The Shannon criteria constitute an empirical rule in neural engineering that is used for evaluation of possibility of damage from electrical stimulation to nervous tissue.
The Shannon criteria relate two parameters for pulsed electrical stimulation: charge density per phase, D (μCoulombs/(phase•cm²)) and charge per phase, Q (μCoulombs/phase) with a dimensionless parameter k:
logD=k-logQ
which can be written alternatively:
10k=Q*D
According to these criteria, stimulation parameters that yield k ≥ 1.85 (the lowest value where damage was observed in the two studies referenced in the original Shannon publication) could cause damage to the adjacent nervous tissue. Currently, this empirical law is applied in neuromodulation for development of implants for cortical, cochlear, retinal, and deep brain stimulation. Shannon categorizes the relationship between stimulating electrode and target neural tissue as either Near Field, Mid Field, or Far Field, and discusses how equation parameters may be chosen in each case. In the case of spinal cord stimulation, for example, the Far Field category would apply.

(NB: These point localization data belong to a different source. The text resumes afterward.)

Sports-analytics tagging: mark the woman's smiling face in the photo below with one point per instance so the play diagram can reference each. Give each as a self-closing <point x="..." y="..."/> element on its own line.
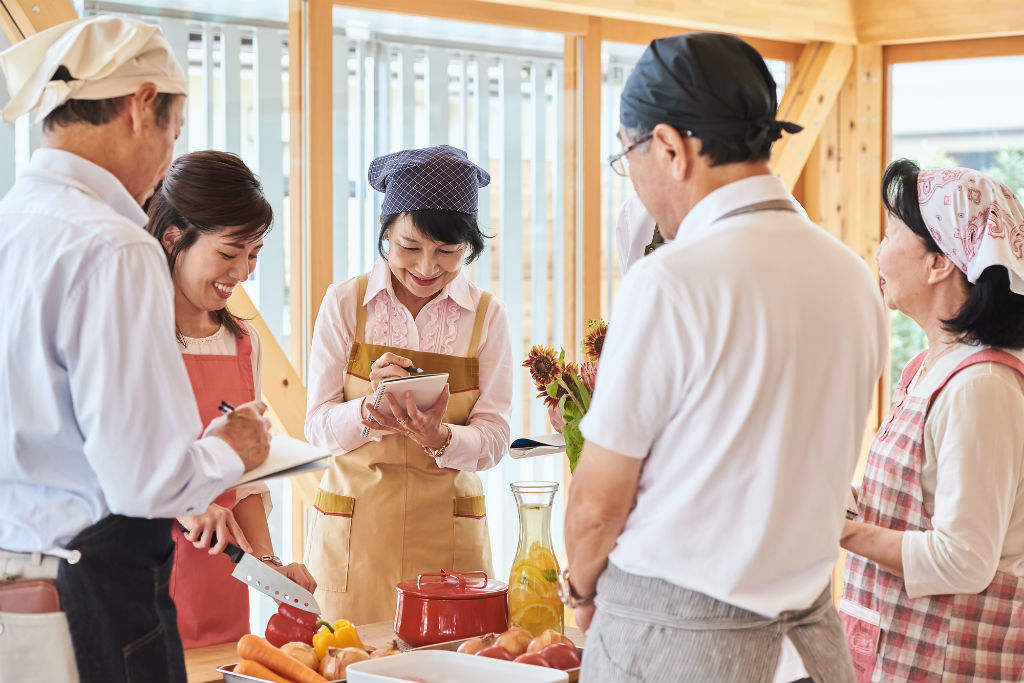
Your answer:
<point x="418" y="263"/>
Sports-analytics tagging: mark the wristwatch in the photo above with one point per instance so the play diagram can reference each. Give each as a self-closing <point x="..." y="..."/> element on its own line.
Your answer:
<point x="568" y="595"/>
<point x="437" y="453"/>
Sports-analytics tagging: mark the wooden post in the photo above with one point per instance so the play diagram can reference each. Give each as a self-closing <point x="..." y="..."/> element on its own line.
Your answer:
<point x="590" y="175"/>
<point x="816" y="81"/>
<point x="297" y="20"/>
<point x="320" y="172"/>
<point x="20" y="18"/>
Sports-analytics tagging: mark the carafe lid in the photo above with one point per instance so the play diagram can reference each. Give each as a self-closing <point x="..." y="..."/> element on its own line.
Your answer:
<point x="449" y="585"/>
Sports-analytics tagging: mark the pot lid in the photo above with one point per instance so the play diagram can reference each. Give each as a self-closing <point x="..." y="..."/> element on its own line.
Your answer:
<point x="449" y="585"/>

The data on which the Shannon model was built are restricted to experiments performed in cat cerebral cortex with 7 hours of stimulation under light anesthesia at 50 pps with 400 μs pulses (charge-balanced, symmetric, biphasic, anodic-first) using platinum surface disc electrodes of 1 mm² or larger, recessed, anodized sintered tantalum-tantalum pentoxide pellet electrodes of 1 mm in diameter, or iridium penetrating microelectrodes of 6500 μm2. As a result of these restricted methods, Shannon states "A more comprehensive model of safe levels for electrical stimulation would also account for the effects of pulse rate, pulse duration, stimulus duty cycle, and duration of exposure." Additionally, further study has demonstrated that microelectrodes do not obey the Shannon criterion, and new approaches may be proposed to address these limitations.